LeetCode记录①
在LeetCode学习的记事本。
141. 判断一个链表是否含有环形结构
141.Linked List Cycle
Given a linked list, determine if it has a cycle in it.
To represent a cycle in the given linked list, we use an integer
poswhich represents the position (0-indexed) in the linked list where tail connects to. Ifposis-1, then there is no cycle in the linked list.
解题思路
-
使用hash表存储访问过的节点,如果发现节点已经在表中,则表示链表含有环形结构。
-
使用快慢指针,当快指针与慢指针相遇时,表示链表中存在环形结构。
代码
java
//141 hashSet方式
public boolean hasCycle1(ListNode head) {
Set<ListNode> nodeSet = new HashSet<>();
while (head != null) {
if (nodeSet.contains(head)) {
return true;
} else {
nodeSet.add(head);
}
head = head.next;
}
return false;
}
//141 快慢指针方式
public boolean hasCycle2(ListNode head) {
ListNode slow = head;
ListNode fast = slow;
while (fast != null && fast.next != null) {
slow = slow.next;
fast = fast.next.next;
if (slow == fast) {
return true;
}
}
return false;
}
golang
//141 map方式 存储的K是节点地址 v可以是任意值
func hasCycle1(head *ListNode) bool {
nodeMap := make(map[*ListNode]int)
node := head
for node != nil {
if _, ok := nodeMap[node]; ok {
return true
} else {
nodeMap[node] = 1
}
node = node.Next
}
return false
}
//141 快慢指针方式
func hasCycle2(head *ListNode) bool {
slow := head
fast := head
for fast != nil && fast.Next != nil {
slow = slow.Next
fast = fast.Next.Next
if slow == fast {
return true
}
}
return false
}
142. 找出链表中环结构的起点
142.Linked List Cycle II
Given a linked list, return the node where the cycle begins. If there is no cycle, return
null.To represent a cycle in the given linked list, we use an integer
poswhich represents the position (0-indexed) in the linked list where tail connects to. Ifposis-1, then there is no cycle in the linked list.Note: Do not modify the linked list.
解题思路
-
使用hash表存储访问过的节点,返回第一个与表中重复的节点。
-
使用快慢指针,当快指针与慢指针相遇时,相遇点与环形结构起点的距离,刚好等于
head链表头节点到环形结构起点的距离。利用这一点,在第一次相遇时,让快指针再次从head开始,以与慢指针同样的速度前进,同时慢指针继续从相遇点原速前进,则接下来的相遇点即为所求的环形结构起点。- 这样说可能有些抽象,我下面画图说明:
假设有两个运动员
slow和fast,slow的速度为v,fast的速度是slow的2倍为2v,两人从head点开始通过一段长为x的直道,最后进入环形跑道做匀速运动,设两人相遇点为meet处,设环形跑道的周长C为y+z,可以得出x=kC+z,其中k为自然数。

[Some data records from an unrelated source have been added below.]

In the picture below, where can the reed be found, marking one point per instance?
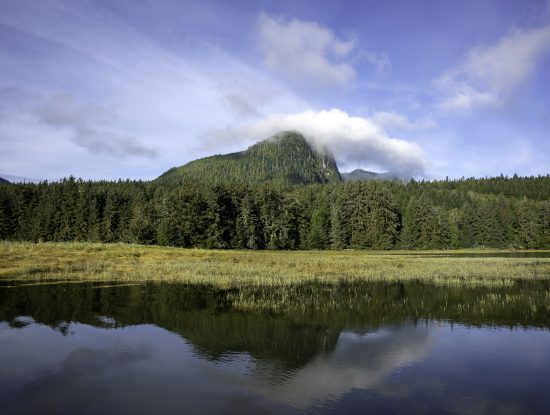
(42, 262)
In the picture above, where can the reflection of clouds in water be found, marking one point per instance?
(358, 361)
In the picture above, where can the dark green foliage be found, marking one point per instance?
(284, 159)
(371, 215)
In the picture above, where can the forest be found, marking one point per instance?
(505, 212)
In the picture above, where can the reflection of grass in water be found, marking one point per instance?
(134, 263)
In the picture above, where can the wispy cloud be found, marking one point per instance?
(490, 75)
(392, 121)
(305, 50)
(352, 140)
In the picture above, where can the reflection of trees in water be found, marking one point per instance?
(289, 326)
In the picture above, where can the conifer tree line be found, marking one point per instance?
(497, 212)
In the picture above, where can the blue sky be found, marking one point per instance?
(125, 89)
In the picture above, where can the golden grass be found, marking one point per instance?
(233, 268)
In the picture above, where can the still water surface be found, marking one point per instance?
(377, 348)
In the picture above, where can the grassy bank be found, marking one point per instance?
(134, 263)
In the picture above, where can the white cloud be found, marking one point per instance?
(491, 75)
(352, 140)
(306, 50)
(393, 121)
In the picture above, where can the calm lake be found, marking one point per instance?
(373, 348)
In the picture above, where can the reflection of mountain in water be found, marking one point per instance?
(309, 323)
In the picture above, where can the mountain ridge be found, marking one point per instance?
(285, 158)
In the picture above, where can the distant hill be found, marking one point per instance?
(286, 158)
(364, 175)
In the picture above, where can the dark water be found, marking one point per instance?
(377, 348)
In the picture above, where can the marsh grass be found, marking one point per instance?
(45, 262)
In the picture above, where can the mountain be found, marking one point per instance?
(363, 175)
(286, 158)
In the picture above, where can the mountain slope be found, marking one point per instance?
(285, 158)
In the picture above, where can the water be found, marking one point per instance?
(375, 348)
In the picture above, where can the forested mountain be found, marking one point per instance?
(496, 212)
(359, 174)
(283, 159)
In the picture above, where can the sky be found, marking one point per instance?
(104, 89)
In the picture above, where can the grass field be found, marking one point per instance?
(52, 262)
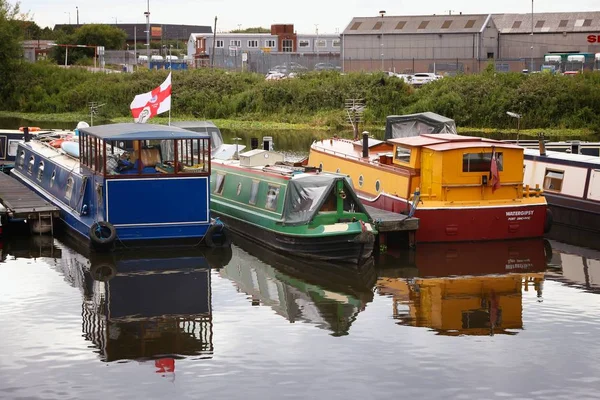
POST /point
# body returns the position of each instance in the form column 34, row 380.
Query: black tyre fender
column 102, row 234
column 549, row 220
column 103, row 272
column 217, row 235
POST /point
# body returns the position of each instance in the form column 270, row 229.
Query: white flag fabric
column 146, row 105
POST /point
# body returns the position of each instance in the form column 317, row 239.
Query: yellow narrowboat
column 461, row 188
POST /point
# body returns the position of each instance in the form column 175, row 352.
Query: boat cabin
column 140, row 150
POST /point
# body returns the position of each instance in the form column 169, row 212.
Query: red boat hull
column 463, row 224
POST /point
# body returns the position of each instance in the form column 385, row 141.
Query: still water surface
column 425, row 323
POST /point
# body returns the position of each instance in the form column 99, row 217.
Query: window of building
column 220, row 184
column 253, row 192
column 304, row 43
column 40, row 171
column 400, row 25
column 287, row 45
column 553, row 180
column 402, row 154
column 446, row 24
column 272, row 196
column 480, row 162
column 69, row 188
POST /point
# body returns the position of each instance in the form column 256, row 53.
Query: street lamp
column 518, row 117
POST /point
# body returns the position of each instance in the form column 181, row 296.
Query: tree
column 11, row 51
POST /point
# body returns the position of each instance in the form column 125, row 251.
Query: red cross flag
column 147, row 105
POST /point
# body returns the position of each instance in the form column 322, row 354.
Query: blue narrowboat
column 124, row 183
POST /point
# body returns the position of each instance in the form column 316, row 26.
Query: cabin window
column 220, row 184
column 40, row 171
column 272, row 196
column 253, row 192
column 553, row 180
column 480, row 162
column 30, row 165
column 402, row 154
column 21, row 160
column 69, row 188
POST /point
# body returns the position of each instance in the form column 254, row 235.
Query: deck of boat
column 22, row 202
column 388, row 221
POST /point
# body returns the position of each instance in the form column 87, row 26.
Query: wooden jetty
column 388, row 222
column 20, row 202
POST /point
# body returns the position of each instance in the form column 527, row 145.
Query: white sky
column 329, row 15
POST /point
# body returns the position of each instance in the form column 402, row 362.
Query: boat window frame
column 550, row 171
column 277, row 188
column 499, row 158
column 254, row 192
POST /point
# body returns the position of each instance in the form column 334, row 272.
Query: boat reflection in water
column 328, row 296
column 575, row 266
column 466, row 288
column 150, row 307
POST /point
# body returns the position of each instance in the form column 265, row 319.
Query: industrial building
column 451, row 44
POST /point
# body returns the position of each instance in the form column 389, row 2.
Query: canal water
column 501, row 320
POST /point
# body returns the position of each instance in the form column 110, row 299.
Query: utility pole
column 147, row 13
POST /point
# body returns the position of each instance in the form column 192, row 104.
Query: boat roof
column 131, row 131
column 560, row 155
column 450, row 141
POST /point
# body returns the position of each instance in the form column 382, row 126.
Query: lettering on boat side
column 519, row 215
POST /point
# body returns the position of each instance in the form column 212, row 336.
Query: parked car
column 421, row 78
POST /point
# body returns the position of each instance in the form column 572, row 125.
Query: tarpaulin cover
column 306, row 195
column 401, row 126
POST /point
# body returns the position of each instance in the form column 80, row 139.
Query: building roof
column 416, row 24
column 548, row 22
column 167, row 31
column 131, row 131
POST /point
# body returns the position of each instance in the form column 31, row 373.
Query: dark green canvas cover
column 401, row 126
column 305, row 195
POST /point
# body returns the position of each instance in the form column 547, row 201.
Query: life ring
column 549, row 220
column 102, row 234
column 217, row 235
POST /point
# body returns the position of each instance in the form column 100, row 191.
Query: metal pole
column 531, row 66
column 148, row 34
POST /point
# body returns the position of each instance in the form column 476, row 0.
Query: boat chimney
column 365, row 144
column 542, row 145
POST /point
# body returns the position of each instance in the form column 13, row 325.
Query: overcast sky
column 306, row 15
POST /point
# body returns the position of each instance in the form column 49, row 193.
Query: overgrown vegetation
column 477, row 101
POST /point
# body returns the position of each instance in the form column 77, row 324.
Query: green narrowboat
column 294, row 209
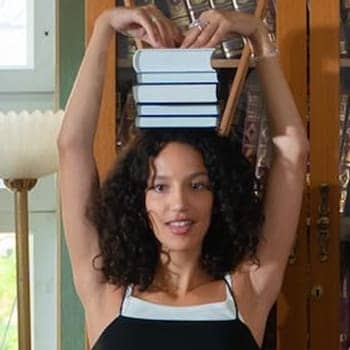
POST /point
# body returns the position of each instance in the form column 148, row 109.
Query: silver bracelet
column 275, row 52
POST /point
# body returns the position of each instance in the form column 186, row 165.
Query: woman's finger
column 152, row 36
column 191, row 36
column 205, row 36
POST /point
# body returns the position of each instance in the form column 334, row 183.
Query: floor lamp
column 27, row 152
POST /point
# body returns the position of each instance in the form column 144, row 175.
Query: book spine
column 344, row 147
column 251, row 127
column 232, row 47
column 125, row 119
column 178, row 13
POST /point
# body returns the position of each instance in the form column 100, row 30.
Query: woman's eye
column 159, row 188
column 200, row 186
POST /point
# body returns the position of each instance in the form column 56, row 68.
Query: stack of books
column 176, row 88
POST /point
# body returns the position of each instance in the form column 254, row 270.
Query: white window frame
column 40, row 78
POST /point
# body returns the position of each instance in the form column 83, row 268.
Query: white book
column 178, row 109
column 175, row 93
column 173, row 60
column 176, row 122
column 176, row 77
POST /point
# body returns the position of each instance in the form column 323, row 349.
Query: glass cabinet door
column 344, row 175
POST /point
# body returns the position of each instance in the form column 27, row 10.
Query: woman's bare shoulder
column 102, row 310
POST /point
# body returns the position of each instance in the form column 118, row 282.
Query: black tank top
column 130, row 333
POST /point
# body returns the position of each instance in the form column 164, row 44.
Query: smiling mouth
column 180, row 227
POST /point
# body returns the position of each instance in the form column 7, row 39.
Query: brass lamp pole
column 28, row 151
column 21, row 187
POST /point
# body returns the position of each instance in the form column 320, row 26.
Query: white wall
column 43, row 198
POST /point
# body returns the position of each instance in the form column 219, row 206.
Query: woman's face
column 179, row 199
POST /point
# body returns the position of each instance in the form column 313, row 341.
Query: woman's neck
column 179, row 274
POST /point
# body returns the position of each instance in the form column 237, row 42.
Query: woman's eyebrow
column 190, row 176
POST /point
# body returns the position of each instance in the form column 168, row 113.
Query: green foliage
column 7, row 299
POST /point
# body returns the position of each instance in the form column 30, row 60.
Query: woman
column 174, row 251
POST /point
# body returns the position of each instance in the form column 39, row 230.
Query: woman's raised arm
column 285, row 185
column 77, row 171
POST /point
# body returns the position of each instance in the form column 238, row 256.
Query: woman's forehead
column 177, row 157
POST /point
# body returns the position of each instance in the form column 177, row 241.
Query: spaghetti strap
column 228, row 284
column 123, row 299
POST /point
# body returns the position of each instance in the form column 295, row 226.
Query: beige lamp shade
column 28, row 147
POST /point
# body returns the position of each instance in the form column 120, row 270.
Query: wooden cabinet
column 308, row 38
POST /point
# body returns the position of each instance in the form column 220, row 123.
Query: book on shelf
column 178, row 109
column 176, row 77
column 175, row 93
column 232, row 47
column 176, row 122
column 173, row 60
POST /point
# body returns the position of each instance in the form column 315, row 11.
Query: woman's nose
column 178, row 199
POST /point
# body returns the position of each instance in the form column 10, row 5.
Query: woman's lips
column 180, row 227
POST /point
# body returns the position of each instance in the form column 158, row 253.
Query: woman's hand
column 218, row 25
column 146, row 23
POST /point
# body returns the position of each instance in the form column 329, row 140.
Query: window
column 26, row 65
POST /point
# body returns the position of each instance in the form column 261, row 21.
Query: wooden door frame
column 105, row 139
column 291, row 28
column 324, row 157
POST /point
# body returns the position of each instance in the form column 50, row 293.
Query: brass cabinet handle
column 324, row 222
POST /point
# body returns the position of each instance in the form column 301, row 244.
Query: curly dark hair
column 129, row 249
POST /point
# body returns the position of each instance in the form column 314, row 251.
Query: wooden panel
column 106, row 132
column 324, row 135
column 291, row 27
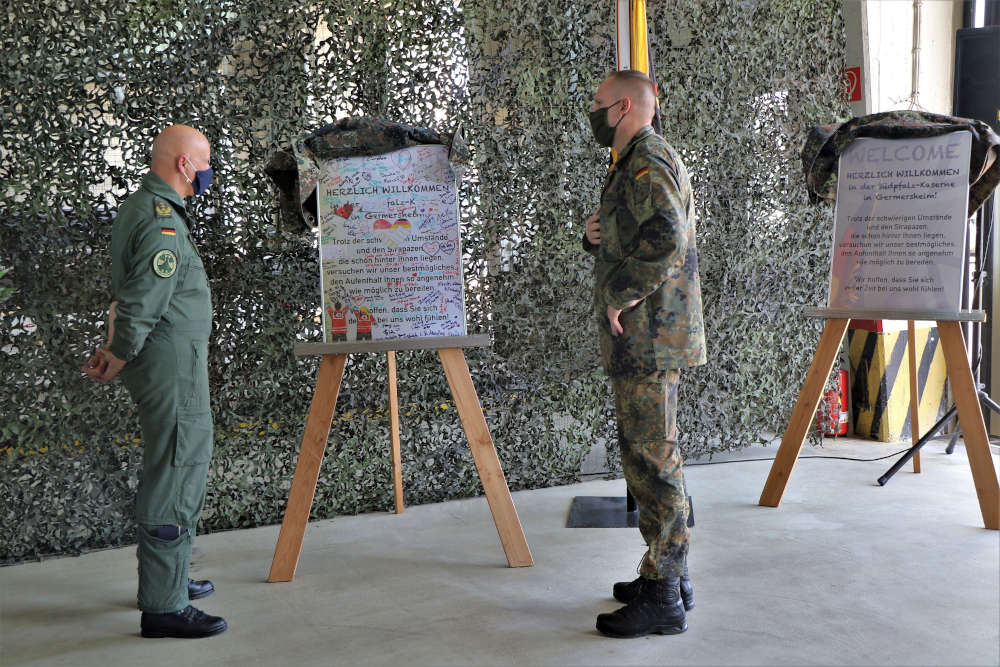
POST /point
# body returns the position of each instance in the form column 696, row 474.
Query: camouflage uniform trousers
column 646, row 409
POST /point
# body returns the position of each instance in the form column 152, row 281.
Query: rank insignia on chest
column 164, row 263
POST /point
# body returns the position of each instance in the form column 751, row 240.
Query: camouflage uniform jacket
column 648, row 252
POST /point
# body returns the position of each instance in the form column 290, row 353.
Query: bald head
column 637, row 87
column 178, row 152
column 630, row 100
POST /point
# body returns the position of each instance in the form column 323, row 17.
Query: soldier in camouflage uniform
column 647, row 298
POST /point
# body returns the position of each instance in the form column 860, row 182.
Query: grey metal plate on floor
column 601, row 512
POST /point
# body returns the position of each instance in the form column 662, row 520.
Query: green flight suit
column 164, row 318
column 648, row 252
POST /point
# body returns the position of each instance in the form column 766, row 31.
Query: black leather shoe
column 626, row 591
column 199, row 589
column 188, row 623
column 656, row 610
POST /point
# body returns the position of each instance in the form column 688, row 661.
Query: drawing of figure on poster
column 337, row 312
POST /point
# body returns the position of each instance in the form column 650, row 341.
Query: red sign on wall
column 852, row 84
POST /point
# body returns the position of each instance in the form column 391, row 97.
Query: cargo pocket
column 163, row 570
column 194, row 437
column 192, row 374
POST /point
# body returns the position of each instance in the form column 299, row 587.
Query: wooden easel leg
column 397, row 464
column 911, row 350
column 300, row 497
column 970, row 418
column 485, row 455
column 805, row 408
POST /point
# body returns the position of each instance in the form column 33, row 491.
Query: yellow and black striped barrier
column 880, row 385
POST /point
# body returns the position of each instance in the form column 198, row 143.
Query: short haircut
column 633, row 77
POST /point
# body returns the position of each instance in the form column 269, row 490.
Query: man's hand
column 594, row 228
column 103, row 366
column 613, row 313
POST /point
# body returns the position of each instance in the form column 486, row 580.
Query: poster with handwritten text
column 390, row 251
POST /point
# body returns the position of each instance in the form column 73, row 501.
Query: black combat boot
column 199, row 589
column 626, row 591
column 656, row 610
column 187, row 623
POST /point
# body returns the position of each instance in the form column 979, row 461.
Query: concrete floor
column 844, row 573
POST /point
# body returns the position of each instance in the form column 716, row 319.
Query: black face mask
column 604, row 133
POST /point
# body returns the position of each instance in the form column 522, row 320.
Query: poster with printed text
column 899, row 229
column 390, row 252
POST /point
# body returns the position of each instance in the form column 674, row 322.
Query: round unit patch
column 164, row 263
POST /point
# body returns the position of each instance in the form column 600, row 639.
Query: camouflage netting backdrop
column 85, row 87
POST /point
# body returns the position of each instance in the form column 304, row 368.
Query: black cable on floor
column 712, row 463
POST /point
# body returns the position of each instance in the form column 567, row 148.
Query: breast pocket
column 611, row 245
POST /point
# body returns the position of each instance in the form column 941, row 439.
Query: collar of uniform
column 160, row 188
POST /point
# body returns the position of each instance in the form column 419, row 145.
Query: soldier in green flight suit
column 159, row 325
column 647, row 299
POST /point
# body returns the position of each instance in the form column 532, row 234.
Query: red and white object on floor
column 834, row 408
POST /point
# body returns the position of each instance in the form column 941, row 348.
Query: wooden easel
column 331, row 372
column 963, row 386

如果没有直道,相遇点就会一直是起点,也可以说明上面的推论是正确的。
代码
java
//142 hashSet方式略
//142 快慢指针方式
public ListNode detectCycle(ListNode head) {
if (head == null) {
return null;
}
ListNode slow = head;
ListNode fast = slow;
while (true) {
if (fast == null || fast.next == null) {
return null;
}
slow = slow.next;
fast = fast.next.next;
if (slow == fast) {
break;
}
}
fast = head;
while (fast != null) {
if (fast == slow) {
return slow;
}
fast = fast.next;
slow = slow.next;
}
return null;
}
golang
//142 hash表方式略
//142 快慢指针方式
func detectCycle(head *ListNode) *ListNode {
if head == nil {
return nil
}
slow := head
fast := slow
for {
if fast == nil || fast.Next == nil {
return nil
}
slow = slow.Next
fast = fast.Next.Next
if slow == fast {
break
}
}
fast = head
for fast != nil {
if fast == slow {
return fast
}
fast = fast.Next
slow = slow.Next
}
return nil
}
78. 找出一个集合的所有子集
78.Subsets
Given a set of distinct integers, nums, return all possible subsets (the power set).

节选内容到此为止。